Krise der Reisebranche scheint beendet
Der-Touristik schlägt Rekordkurs ein

Die Reiseveranstalter der zur Rewe-Touristik gehörenden Der-Gruppe Deutsches Reisebüro GmbH haben die anhaltende Konsumkrise im Reisemarkt überwunden.

ek FRANKFURT. „Wir liegen schon über den Zahlen von 2000, und wir werden wohl 2004 sogar das Jahr 2001 übertreffen, das bislang das beste unserer Firmengeschichte war“, sagte der Vorsitzende der Geschäftsführung, Peter Landsberger, vor Journalisten.

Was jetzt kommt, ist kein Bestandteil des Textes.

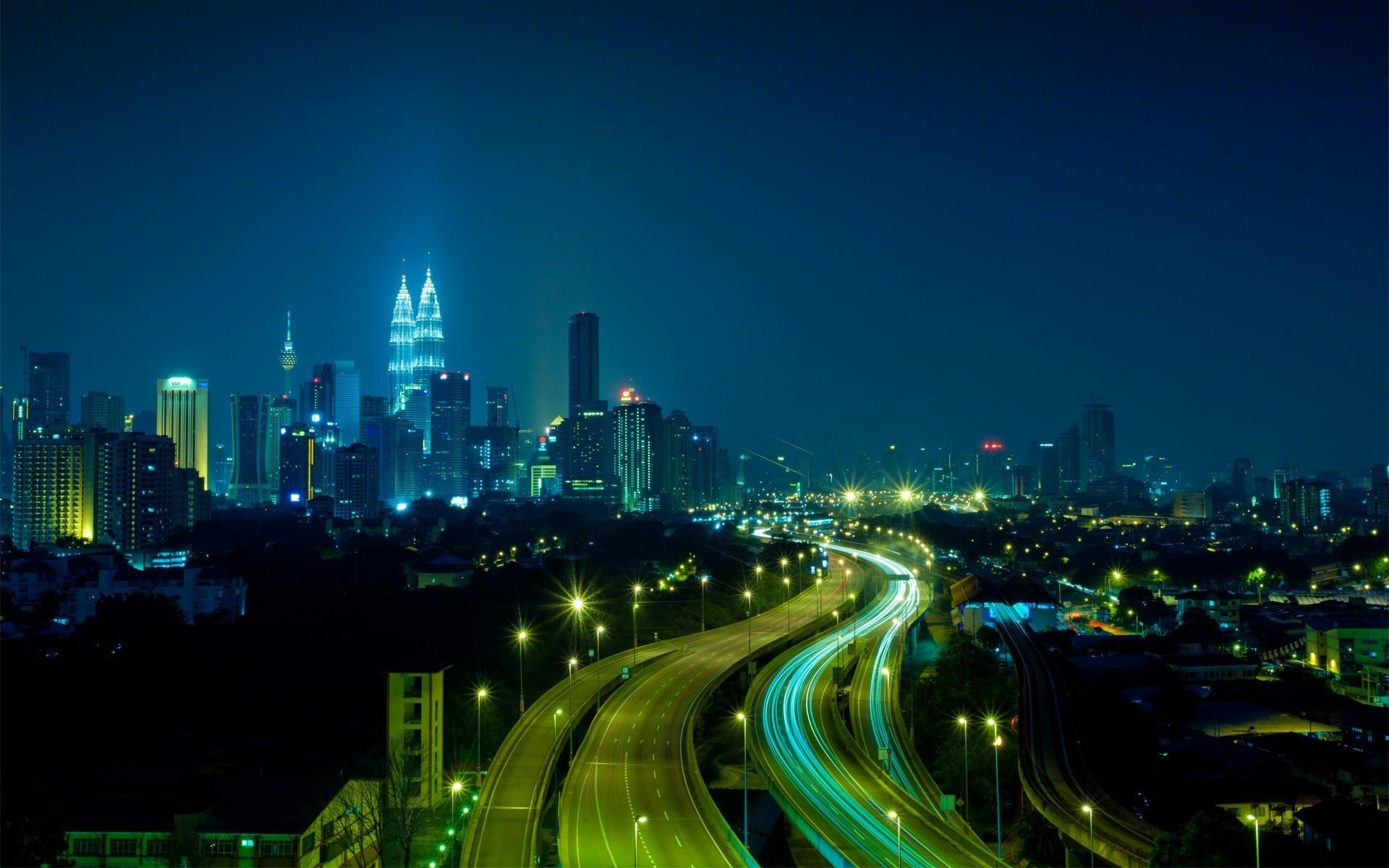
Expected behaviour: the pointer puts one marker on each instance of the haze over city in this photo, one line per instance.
(927, 226)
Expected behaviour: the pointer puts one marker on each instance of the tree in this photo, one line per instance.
(1210, 838)
(406, 807)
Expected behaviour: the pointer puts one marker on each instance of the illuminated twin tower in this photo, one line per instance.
(416, 342)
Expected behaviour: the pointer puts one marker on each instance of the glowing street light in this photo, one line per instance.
(896, 817)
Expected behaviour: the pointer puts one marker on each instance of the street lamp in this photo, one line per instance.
(1253, 821)
(637, 592)
(964, 723)
(521, 637)
(574, 661)
(1091, 814)
(598, 682)
(483, 694)
(998, 791)
(742, 718)
(703, 582)
(637, 830)
(898, 818)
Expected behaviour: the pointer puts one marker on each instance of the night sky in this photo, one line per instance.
(842, 226)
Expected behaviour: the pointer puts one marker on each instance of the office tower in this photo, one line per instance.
(1097, 441)
(250, 430)
(278, 422)
(451, 412)
(1069, 460)
(104, 412)
(1306, 503)
(677, 451)
(416, 407)
(637, 443)
(315, 396)
(428, 338)
(490, 469)
(288, 359)
(1242, 481)
(181, 414)
(584, 362)
(48, 490)
(585, 448)
(143, 496)
(143, 422)
(49, 378)
(373, 410)
(400, 370)
(409, 460)
(499, 407)
(347, 401)
(357, 482)
(703, 466)
(296, 466)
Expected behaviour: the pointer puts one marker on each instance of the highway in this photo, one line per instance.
(640, 760)
(506, 817)
(824, 780)
(1055, 777)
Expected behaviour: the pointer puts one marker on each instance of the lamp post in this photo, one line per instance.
(637, 830)
(964, 724)
(1253, 821)
(703, 582)
(742, 718)
(521, 637)
(637, 592)
(598, 682)
(1091, 814)
(574, 661)
(483, 694)
(998, 791)
(898, 817)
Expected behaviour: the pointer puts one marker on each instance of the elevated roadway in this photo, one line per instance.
(828, 785)
(640, 756)
(1055, 775)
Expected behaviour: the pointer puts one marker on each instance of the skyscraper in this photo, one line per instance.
(637, 445)
(181, 414)
(428, 335)
(499, 407)
(347, 401)
(286, 356)
(451, 412)
(584, 362)
(49, 378)
(104, 412)
(402, 367)
(1097, 441)
(250, 425)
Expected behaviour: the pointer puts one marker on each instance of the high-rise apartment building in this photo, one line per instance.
(400, 370)
(677, 451)
(347, 401)
(250, 431)
(357, 482)
(428, 335)
(48, 490)
(451, 413)
(51, 375)
(181, 416)
(584, 362)
(104, 412)
(1306, 503)
(1097, 441)
(637, 453)
(499, 407)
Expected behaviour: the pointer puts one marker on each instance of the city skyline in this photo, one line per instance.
(881, 243)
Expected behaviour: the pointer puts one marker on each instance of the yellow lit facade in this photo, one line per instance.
(181, 414)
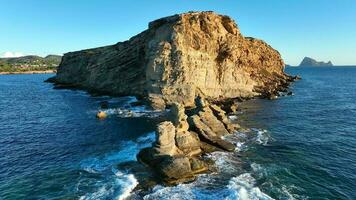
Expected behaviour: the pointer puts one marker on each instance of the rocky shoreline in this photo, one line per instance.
(198, 65)
(29, 72)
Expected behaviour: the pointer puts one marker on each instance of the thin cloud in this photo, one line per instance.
(10, 54)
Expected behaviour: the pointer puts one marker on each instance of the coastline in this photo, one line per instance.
(29, 72)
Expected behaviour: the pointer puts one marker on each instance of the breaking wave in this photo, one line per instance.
(109, 182)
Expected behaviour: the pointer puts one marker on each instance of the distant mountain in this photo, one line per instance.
(29, 63)
(52, 59)
(310, 62)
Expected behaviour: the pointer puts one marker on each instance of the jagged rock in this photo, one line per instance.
(165, 139)
(208, 118)
(176, 167)
(178, 58)
(179, 117)
(156, 101)
(198, 166)
(221, 116)
(208, 135)
(188, 142)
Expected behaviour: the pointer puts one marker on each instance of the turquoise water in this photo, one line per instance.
(297, 147)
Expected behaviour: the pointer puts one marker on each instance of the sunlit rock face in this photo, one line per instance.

Bei den Veranstaltern Dertour, Meier’s Weltreisen und ADAC Reisen sei in diesem Jahr mit „Bestmarken“ zu rechnen, ergänzte der Vorsitzende der Geschäftsführung, der diese Woche in den Ruhestand geht. Die positive Einschätzung gewinne vor dem Hintergrund an Gewicht, dass das zurückliegende Geschäftsjahr das schwierigste seiner 41-jährigen Laufbahn gewesen sei. Die Der- Gruppe, zu der neben den touristischen Veranstaltern 258 Reisebüros und 93 Business Travel-Agenturen zählen, blieb 2003 beim Umsatz von 2,16 Mrd. Euro 8,7 % und beim Ergebnis vor Steuern mit 29 Mill. Euro 31,6 % hinter den Vorjahreszahlen zurück. Dies sei angesichts Terrorangst, Irak-Krieg, Sars-Epidemie und den unsicheren Konjunkturaussichten auch mit Blick auf den Wettbewerb zufrieden stellend gewesen.

Immerhin betrage die Umsatzrendite vor Steuern noch 3,3 % – nach „rekordverdächtigen 4,6 % im Jahr 2002. Speziell im schwächeren Reisebüro- Geschäft sei das Ergebnis durch Kostenreduzierungen in Höhe von 5 bis 6 Mill. Euro deutlich verbessert worden, betonte Norbert Fiebig, bislang Finanzchef und künftig Geschäftsführungs-Sprecher der Der-Gruppe. Bei den Fernreisen steigerte Dertour den Umsatz leicht um 1,5 % – obwohl das Asiengeschäft um 35 % und Reisen in den Mittleren Osten um 7 % zurückgingen. Selbst das Nordamerika-Geschäft, in dem Dertour seit Jahren Marktführer ist, habe sich noch leicht verbessert, berichtete Landsberger. Die verschärften Einreise-Prozeduren in den USA hätten die Nachfrage nicht beeinträchtigt, ergänzte Der-Touristikchef Michael Frese.

Die Rewe-Touristik hatte insgesamt im letzten Jahr 4,1 Mrd. Euro Umsatz (-6,9 %) berichtet. Ein Ergebnis wurde nicht genannt, der inzwischen ausgeschiedene Rewe-Chef Hans Reischl hatte sich jedoch zufrieden geäußert.

Für den Branchenprimus Tui hatte Konzernchef Michael Frenzel vergangene Woche auf der Hauptversammlung in Hannover viel Optimismus gezeigt. Im stets schwachen ersten Quartal des touristischen Jahres 2003/2004 (November bis Januar) hatte der Konzern allerdings einen operativen Verlust von 185 Mill. Euro gemeldet, bei allmählich steigenden Umsätzen. Im vergangenen Jahr war die Touristik- Division Europa Mitte nicht aus den roten Zahlen gekommen. Bei Thomas Cook war das Vorjahresergebnis mit 251 Mill. Euro tief ins Minus gerutscht. Das erste Quartal brachte einen weiteren Umsatzrückgang um 5 %. Gut lief das Geschäft bei der Hauptmarke Neckermann, mit 15 % mehr Gästen, jedoch nur 10 % mehr Umsatz. Für 2003/2004 rechnet Konzernchef Wolfgang Beeser erneut mit einem zweistelligen Millionenverlust.